Related tags Injection molding

A light-weight polypropylene container with in-mold graphics for point-of-sale differentiation has been developed for the premium end of the North American dairy packaging market, claims its manufacturer.

Canadian plastics manufacturer, IPL, said the thin-walled containers are aimed at the functional yogurt, specialty cheese and dips sector, worth an estimated $200m.

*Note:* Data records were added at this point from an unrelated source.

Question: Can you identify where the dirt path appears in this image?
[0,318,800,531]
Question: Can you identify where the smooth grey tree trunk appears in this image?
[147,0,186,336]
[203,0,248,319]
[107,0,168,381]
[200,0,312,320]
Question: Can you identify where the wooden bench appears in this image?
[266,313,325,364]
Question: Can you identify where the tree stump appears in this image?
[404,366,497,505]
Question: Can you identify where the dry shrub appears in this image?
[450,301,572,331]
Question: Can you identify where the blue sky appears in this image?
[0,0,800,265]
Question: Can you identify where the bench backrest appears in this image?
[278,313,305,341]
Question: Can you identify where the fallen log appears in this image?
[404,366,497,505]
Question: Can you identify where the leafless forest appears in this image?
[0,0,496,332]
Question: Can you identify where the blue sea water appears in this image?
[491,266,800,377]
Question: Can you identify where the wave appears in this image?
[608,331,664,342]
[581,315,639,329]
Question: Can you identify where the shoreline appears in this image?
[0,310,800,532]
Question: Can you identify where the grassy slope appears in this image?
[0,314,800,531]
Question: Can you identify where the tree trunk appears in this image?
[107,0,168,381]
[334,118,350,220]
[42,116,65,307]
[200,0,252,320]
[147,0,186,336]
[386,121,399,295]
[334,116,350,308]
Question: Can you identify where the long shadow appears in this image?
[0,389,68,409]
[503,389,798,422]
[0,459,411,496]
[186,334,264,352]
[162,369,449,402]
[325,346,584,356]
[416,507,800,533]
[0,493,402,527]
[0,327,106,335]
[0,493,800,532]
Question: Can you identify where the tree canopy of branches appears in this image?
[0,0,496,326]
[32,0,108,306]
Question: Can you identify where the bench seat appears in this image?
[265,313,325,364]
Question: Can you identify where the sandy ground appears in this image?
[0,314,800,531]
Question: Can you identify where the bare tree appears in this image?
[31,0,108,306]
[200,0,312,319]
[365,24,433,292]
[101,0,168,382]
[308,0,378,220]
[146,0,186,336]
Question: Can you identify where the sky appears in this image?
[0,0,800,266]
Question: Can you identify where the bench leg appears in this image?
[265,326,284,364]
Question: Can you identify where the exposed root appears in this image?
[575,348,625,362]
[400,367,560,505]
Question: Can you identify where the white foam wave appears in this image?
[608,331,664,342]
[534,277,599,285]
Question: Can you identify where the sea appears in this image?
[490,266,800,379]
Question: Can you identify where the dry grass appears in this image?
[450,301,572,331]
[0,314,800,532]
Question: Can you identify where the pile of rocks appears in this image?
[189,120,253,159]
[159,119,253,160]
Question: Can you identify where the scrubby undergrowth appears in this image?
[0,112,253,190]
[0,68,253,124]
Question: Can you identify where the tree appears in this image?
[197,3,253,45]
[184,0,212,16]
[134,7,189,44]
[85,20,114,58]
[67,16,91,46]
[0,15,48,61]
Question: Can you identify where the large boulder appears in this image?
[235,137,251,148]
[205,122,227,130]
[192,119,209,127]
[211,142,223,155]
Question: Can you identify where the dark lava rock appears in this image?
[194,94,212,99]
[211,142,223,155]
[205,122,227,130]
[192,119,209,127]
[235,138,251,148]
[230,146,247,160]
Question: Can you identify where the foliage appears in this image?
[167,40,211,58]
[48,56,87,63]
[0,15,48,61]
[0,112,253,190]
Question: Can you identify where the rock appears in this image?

Brand differentiation IPL has been supplying packaging to the prepared salad and desserts market but the company claims some consumers are willing to pay extra for functional dairy products and it aims to establish a niche within the sector.

"We see the value-added dairy sector as a real area for growth and we have invested $4.3m in an injection press, robots and moulds at our manufacturing facility.

We plan to triple that investment in the coming years," IPL marketing director Jason Savage told "There is very little brand differentiation currently in this category.

The margins allow for appealing packaging and, to capitalize on this, we have incorporated in-mold labelling (IML) graphics into our new containers to offer product enhancement opportunities for dairy processors," said Savage.

The company claims that IML offers visibility and graphics not achievable with processes such as dry-offset or screen printing.

IML has been a popular labelling solution in Europe, but has just started to make significant headway in North America.

Growth opportunities According to market analysts, Leatherhead Food International, commodity-style products, such as milk, cheese and butter make up the bulk of the US dairy sector and profit margins in these categories are slim.

As a result, many of the leading dairy companies in the US have turned to more value-added, processed dairy sectors in order to generate profits.

It is a sector that has grown from being virtually non-existent to $500m in little more than four years, according to estimates.

Environmental drivers IPL claims that its new containers use 10 per cent less polymer than its other plastic products.

The company said that this weight adjustment demonstrates its strategic objective to achieve sustainability across the supply chain.

"We are now transporting less raw material to output a greater percentage of final product,' added Savage.

Performance IPL said that the new light-weight container successfully passed tests conducted to determine its ability to withstand the critical points throughout the supply chain.

Savage said that IPL chose to use polypropylene in its containers for its versatility and performance capabilities despite the increasingly high cost of petroleum-based plastic and the difficulties incurred in the recovery of that particular polymer.

"From the perspective of the life-cycle of a resin, the amount of container breakages and product spoilage that would incur from the use of bioplastics in the injection moulding process would completely offset the gains achieved from using non-petroleum based product," claims Savage.

Savage did concede, however, that IPL is in the early phase of developing products that will enable it to reduce its reliance on petroleum-based plastics.

IPL said that the IML round containers are only available in limited quantities until the company's upgraded facility in New Brunswick becomes fully operational in November.